Another reason has been that successive CAG reports show the PSEs have been making losses year after year and contributing just a fraction of a percentage to the state’s coffers, according to documents accessed by The Indian Express.
The state Cabinet has approved the closure of the 27-year-old Zoram Handloom and Handicrafts Development Corporation Limited (ZOHANDCO), the 24-year-old Zoram Electronics Development Corporation Limited (ZENICS) and the 22-year-old Mizoram Agricultural Marketing Corporation Limited (MAMCO).

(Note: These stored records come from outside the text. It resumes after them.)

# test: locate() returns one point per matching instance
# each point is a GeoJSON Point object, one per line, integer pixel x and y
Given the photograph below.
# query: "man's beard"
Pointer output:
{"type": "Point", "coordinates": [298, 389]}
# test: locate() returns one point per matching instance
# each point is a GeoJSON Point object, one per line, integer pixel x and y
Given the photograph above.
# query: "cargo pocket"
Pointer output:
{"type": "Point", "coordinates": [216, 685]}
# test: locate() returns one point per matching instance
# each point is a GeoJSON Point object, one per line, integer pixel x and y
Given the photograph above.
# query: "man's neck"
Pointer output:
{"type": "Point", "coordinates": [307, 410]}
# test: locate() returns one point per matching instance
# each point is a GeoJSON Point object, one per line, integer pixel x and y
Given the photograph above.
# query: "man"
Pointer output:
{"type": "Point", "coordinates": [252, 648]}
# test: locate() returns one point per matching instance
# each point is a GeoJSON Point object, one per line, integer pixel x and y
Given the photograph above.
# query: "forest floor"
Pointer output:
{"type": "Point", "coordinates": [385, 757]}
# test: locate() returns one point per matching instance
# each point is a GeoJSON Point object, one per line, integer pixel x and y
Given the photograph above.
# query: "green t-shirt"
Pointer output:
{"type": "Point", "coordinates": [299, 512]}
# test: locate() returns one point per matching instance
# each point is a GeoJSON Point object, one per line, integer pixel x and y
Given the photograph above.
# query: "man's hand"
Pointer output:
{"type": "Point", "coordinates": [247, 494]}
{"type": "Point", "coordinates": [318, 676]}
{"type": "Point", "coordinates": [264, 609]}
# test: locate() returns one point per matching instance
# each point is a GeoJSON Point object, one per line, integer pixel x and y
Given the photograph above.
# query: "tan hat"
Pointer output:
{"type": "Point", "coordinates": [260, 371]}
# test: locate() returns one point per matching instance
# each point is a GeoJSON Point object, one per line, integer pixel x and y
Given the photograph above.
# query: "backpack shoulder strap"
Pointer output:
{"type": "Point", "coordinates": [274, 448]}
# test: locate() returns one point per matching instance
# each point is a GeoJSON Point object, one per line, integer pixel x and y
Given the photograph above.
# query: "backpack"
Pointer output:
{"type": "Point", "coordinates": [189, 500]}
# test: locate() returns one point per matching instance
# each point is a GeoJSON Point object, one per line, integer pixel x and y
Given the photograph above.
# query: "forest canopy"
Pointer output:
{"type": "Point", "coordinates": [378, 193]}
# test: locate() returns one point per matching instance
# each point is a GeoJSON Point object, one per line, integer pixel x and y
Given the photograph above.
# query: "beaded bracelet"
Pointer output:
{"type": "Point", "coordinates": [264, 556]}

The government had earlier this month notified the Mizoram State Enterprises’ Early Retirement Rules 2015 for employees, and has also set in place a mechanism to absorb employees who do not opt for early retirement. This will be done though relaxation of the state’s Public Service Commission’s selection process, the documents show.
The Cabinet has also approved the “downsizing and restructuring” of two other PSEs — the 30-year-old Zoram Industrial Development Corporation Limited (ZIDCO) and the 26-year-old Mizoram Food and Allied Industries Corporation Limited (MIFCO).
All five PSEs have largely been headed by ruling MLAs for years and even decades, and all but one are currently headed by junior Congress MLAs except for MIFCO, which is headed by a senior Congress leader.
The PSEs together employ about 270 people.
The latest CAG report, tabled before the state assembly this month, shows that the PSEs overall incurred annual losses of between Rs 4.86 crore at its peak in 2010-11 and 1.70 crore at its lowest ebb in 2013-14.
There has been no year in the past six years they have not incurred losses as a group (except for ZIDCO, which registered profits once) even as their annual turnovers over the same period hovered between just 0.02% to 0.15% of the state’s GDP.
The PSEs’ loss-making nature has however been around even earlier. An Asian Development Bank assessment from July 2009 (a month prior to the approval of the USD 100 million loan for the state’s public sector financial reforms) had red-flagged the issue.
“The performance of state public sector enterprises (PSEs) has … affected the state budget. Currently, all of the five small PSEs in Mizoram are loss-making… The PSEs are in financial distress requiring huge amounts of budgetary support to sustain them…. In spite of a periodic infusion of equity capital and grants, the companies continue to report losses,” the ADB said in a report to its board of directors.